Edwards and Archuleta briefed attendees on southern Oregon Tribal places names that survive in print today and how those names indicate a “preponderance of connection.”

“This is a multi-national place,” Edwards said, explaining that Tribal names were not nouns, but action verbs for a certain place used for a gathering, hunting, fishing or other cultural activity.

“When understanding these places and the names, then we can understand how this landscape was working and how this place here actually connects with that place over there,” Edwards said.

Archuleta also briefly discussed Tribal oral histories that have been passed down through the ages from the Rogue River and Chasta peoples.

“We do have strong connections to here,” he said about the histories.

After the formal presentation, a roundtable discussion centered on the Tribal practices that help the environment, such as controlled burns to reduce fuel levels in forestland, and how to encourage tech-oriented youth to reconnect with the land and develop a sense of place and wonder.

Giffen said he hopes the Tribe and organizations represented at the Coffee & Conversation event will work to return to the water and air conditions that existed before the Industrial Revolution of the 19th century.

“We have to educate the entire state population,” Giffen said. “Today, I can’t go up into any forest and drink out of a creek.
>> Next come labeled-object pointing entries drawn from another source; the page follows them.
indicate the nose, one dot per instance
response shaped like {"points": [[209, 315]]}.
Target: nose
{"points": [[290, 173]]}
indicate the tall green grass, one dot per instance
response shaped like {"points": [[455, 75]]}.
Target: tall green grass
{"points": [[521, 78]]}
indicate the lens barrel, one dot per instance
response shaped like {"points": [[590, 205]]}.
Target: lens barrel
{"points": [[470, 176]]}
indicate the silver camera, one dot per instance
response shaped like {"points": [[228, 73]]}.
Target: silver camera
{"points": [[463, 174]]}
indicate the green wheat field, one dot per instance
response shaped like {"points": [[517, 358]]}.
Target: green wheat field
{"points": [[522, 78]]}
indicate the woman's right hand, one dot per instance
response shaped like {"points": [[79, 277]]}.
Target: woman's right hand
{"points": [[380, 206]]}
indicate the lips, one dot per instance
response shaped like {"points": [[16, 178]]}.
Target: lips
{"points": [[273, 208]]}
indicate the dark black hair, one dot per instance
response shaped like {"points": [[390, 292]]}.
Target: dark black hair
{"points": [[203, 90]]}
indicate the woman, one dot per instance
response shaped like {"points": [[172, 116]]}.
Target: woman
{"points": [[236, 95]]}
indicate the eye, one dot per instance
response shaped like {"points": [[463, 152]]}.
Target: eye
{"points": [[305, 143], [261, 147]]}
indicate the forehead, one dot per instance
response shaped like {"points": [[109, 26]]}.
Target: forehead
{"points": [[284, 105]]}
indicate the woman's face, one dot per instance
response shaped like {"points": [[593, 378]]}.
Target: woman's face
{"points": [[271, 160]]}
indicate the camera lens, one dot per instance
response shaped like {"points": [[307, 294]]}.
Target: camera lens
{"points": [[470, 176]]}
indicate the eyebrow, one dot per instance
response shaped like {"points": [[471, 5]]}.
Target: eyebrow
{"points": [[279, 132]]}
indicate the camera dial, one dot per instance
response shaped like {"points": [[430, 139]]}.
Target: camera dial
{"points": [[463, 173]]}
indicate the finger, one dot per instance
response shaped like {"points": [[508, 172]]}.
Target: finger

That’s not the standard I want to see. Until we get the general population to agree that we want our water and our lands cleaned up to the standards before the Industrial Revolution, we’re just spinning our wheels. … We don’t want today’s standards. We want where it was 150 years ago.”

George was hopeful, saying that current children and grandchildren will be the ones to make a true difference in healing the Earth.

“The foundation of what’s being done today, they will finish,” he said.

Kennedy added that Native peoples are always in the forefront of opening the eyes of the powers that be and raising environmental awareness of all Oregonians.

“I believe it goes back to legends that I heard growing up and those legends were kind of warning signs,” Kennedy said. “When we get so misbehaving toward our sustainer, which is the Earth, and we’re out of control, then these things (natural disasters) are to cleanse it and not to punish us as people.

“The challenge for every one of us is what we can do to raise awareness of all Oregonians because I do believe they want to do what is right, but they don’t know the situation we are in.”

Ellie Cosgrove, program coordinator of the Friends of Cascade-Siskiyou Monument, said she is surprised that today’s youth are not as interested in visiting the wilderness and getting dirty.

“Being outside is not something you need to be afraid of,” Cosgrove said. “The only way to have appreciation is to spend time out there.”

Molly Allen, environmental education specialist with the Bureau of Land Management, said she has led hikes for approximately 75 youth up Lower Table Rock as part of her job to reconnect youth with the land.

Tribal staff who attended also included Tribal Attorney Rob Greene and Cultural Resources Department archaeologist Cheryl Pouley.

NonTribal staff who attended included Bureau of Land Management employees Molly Allen, Teresa Trulock, Jen Sigler and Elizabeth Burghard, Nature Conservancy representative Molly Morison, Lomakatsi employees and Pit River Tribal members Belinda Brown and Laliyah Watah, and Friends of the Cascade-Siskiyou Monument representatives Stasie Maxwell, Shannon Browne and Ellie Cosgrove.

After the event concluded, the Tribe presented gift baskets to attendees that included a Grand Ronde logo coffee cup, chocolates and reusable grocery bags.

Unlike in previous years, a cultural encampment was not held nearby along the shores of the Rogue River or in the foothills of the Table Rocks. However, Greene, Archuleta and Tribal member Chris Rempel hiked to the top of Lower Table Rock in the afternoon.